Access, ownership and the Knowledge Imperative

A while back I posted about the different benefits of access and ownership in the context of legal know-how and precedents.

PLC kindly tipped me off to a report they have recently commission and published called The Knowledge Imperative which touches on this access vs ownership issue.

You can get a copy of the report for free from the link above, but there is a registration form to fill in.

There are some interesting points for law firms on "distinguishing standardised from firm-specific knowledge" and using this intelligence to decide how best to create and maintain each type. This ranges from creating and maintaining internally at one end of the scale to:-

Rely[ing] on an external provider for the entire document and supporting notes

at the other (for example by subscribing to PLC?!).

What is really telling though are some of the quotes from the law firms interviewed... may favourite being a quote from an unnamed corporate partner who says that:-

"Document automation goes against the document creation model espoused by fee earners... we have not even been able to look at the costs and benefits."

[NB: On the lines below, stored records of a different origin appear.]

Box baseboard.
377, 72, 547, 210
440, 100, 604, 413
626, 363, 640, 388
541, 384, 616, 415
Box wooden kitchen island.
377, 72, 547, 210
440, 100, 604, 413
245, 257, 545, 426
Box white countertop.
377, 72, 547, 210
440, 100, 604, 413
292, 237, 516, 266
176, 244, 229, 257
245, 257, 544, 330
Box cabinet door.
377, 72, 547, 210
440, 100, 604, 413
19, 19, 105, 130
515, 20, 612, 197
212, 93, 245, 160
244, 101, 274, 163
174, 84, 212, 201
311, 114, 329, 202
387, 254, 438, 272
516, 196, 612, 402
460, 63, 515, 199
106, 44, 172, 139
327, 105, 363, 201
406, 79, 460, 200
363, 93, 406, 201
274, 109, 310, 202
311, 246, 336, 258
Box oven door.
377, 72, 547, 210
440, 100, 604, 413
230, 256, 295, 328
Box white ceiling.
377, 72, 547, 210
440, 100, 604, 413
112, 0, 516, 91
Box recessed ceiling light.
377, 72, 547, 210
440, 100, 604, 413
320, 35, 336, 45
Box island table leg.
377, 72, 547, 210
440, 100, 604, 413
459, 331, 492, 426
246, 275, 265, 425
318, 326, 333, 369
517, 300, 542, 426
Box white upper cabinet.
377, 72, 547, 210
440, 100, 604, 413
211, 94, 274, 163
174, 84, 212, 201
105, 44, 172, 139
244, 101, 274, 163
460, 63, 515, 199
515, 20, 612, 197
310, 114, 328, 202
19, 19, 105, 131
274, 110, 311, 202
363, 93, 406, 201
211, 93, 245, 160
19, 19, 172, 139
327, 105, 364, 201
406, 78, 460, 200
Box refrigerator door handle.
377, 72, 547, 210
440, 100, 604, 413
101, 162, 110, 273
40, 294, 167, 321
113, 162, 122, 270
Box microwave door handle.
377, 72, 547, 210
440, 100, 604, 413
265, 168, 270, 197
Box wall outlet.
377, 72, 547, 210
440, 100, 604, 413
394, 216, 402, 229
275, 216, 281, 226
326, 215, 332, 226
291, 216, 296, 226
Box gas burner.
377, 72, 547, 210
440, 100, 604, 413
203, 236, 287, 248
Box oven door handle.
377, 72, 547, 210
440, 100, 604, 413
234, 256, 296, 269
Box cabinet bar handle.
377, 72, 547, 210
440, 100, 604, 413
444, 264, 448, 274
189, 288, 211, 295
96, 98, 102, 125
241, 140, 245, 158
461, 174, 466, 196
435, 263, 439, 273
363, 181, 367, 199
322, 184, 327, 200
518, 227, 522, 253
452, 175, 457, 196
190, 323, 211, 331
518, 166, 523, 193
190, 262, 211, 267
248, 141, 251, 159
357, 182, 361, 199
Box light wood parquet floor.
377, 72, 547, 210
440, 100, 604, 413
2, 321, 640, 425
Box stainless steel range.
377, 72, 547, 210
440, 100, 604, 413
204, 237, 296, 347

For any firm which is looking beyond how its fee earners want to work and focussing on what actually provides value to clients this should be music to the ears. For how much longer is it seriously going to be realistic to charge clients a hefty hourly rate for churning out standard documents when your competitors are using document automation technology to carry out the same tasks?

If you are interested in knowledge management and outsourcing in the legal sector (and if you are a lawyer then maybe you should be) the report is definitely worth a read.